Kabul : Hundreds of tribal elders from Afghanistan and Pakistan met in Kabul Thursday for the start of a three-day “peace jirga” aimed at containing the influence and activities of Taliban insurgents and bringing calm to the border region.
“The people of Afghanistan and Pakistan are waiting for the success of this jirga (tribal assembly) and are very hopeful,” Afghan President Hamid Karzai said in opening remarks to some 650 delegates gathered inside a huge tent closely guarded by international troops and Afghan forces.
The Taliban earlier called for a boycott by all representatives of the Pashtun tribes that live on both sides of the mountainous frontier.
The radical Islamic militia, which was ousted from power in Afghanistan in 2001, dismissed the event as worthless, saying no independent forum could work in the country in the presence of US-led coalition forces.

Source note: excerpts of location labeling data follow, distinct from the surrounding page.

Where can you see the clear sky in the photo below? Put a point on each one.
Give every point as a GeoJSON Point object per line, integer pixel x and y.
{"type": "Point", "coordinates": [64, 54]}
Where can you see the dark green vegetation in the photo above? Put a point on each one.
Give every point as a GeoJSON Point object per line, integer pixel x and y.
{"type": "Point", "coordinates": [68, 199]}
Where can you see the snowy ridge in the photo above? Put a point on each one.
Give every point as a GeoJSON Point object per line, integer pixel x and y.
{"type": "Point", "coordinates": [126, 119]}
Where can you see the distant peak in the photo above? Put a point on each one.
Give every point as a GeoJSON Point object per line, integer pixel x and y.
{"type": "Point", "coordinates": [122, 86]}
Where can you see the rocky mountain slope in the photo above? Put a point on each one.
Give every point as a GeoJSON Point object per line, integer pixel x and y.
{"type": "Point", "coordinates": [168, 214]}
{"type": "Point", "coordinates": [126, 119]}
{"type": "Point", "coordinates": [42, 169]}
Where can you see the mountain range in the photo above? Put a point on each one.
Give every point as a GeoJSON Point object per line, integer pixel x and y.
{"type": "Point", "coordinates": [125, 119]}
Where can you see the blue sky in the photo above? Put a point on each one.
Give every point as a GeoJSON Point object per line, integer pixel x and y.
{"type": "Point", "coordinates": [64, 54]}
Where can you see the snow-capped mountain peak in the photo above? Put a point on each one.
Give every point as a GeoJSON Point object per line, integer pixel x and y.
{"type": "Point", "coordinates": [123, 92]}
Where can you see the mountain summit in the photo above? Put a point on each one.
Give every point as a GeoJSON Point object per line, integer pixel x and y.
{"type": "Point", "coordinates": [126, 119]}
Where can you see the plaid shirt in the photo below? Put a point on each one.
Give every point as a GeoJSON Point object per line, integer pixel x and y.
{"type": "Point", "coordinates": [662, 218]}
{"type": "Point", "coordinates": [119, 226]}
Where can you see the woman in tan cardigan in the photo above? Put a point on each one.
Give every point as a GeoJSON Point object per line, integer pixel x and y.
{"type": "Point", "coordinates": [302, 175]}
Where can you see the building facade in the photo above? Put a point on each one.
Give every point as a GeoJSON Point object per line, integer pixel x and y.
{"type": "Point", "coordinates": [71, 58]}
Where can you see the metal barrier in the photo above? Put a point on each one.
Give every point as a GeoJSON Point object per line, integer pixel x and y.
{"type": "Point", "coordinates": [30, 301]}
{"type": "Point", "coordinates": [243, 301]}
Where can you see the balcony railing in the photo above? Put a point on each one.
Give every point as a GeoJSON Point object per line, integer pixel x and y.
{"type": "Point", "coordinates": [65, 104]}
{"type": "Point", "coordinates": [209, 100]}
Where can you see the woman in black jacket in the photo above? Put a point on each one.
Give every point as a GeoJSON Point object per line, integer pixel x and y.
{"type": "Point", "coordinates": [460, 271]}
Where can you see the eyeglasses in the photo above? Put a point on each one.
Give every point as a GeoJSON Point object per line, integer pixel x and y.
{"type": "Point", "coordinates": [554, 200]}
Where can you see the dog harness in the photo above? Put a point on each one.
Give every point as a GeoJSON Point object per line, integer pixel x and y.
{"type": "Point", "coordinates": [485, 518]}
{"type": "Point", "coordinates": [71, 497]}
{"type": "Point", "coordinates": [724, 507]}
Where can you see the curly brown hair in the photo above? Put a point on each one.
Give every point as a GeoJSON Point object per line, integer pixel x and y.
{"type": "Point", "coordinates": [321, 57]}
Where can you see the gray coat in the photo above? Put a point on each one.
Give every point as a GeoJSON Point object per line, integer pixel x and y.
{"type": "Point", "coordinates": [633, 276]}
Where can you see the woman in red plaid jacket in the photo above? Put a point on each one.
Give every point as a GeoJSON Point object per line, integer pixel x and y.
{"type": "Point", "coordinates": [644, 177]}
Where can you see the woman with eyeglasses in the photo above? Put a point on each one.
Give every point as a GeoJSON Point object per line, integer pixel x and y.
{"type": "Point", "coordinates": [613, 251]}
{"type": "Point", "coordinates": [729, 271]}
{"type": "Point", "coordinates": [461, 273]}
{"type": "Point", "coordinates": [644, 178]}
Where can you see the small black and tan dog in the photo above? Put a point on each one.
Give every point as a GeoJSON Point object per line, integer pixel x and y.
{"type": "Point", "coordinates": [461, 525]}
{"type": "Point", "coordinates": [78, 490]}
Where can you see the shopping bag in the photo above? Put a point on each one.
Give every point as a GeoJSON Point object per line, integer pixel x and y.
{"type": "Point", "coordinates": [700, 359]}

The delegates also included politicians and clerics. But more than 50 representatives from tribes in North and South Waziristan in Pakistan stayed away, largely in protest at renewed military operations there by government forces.
Pakistan’s President Pervez Musharraf was also conspicuously absent after pulling out of the event on Wednesday, citing “engagements at home.”
The military ruler was reportedly holding discussions on whether to impose a state of emergency in Pakistan, in part because of the deteriorating security situation, especially along the border.
He is being represented by Prime Minister Shaukat Aziz.
The idea of the joint jirga was floated when Musharraf met Karzai and US President George W Bush in Washington last September. The two governments hope to co-opt local tribes in efforts to stem cross-border movement by Al Qaeda and Taliban fighters.
Observers and some delegates are sceptical whether concrete results will emerge from the jirga, which is a centuries-old mechanism for resolving disputes.
A second meeting is planned to be held in Pakistan at a later date to be determined in Kabul.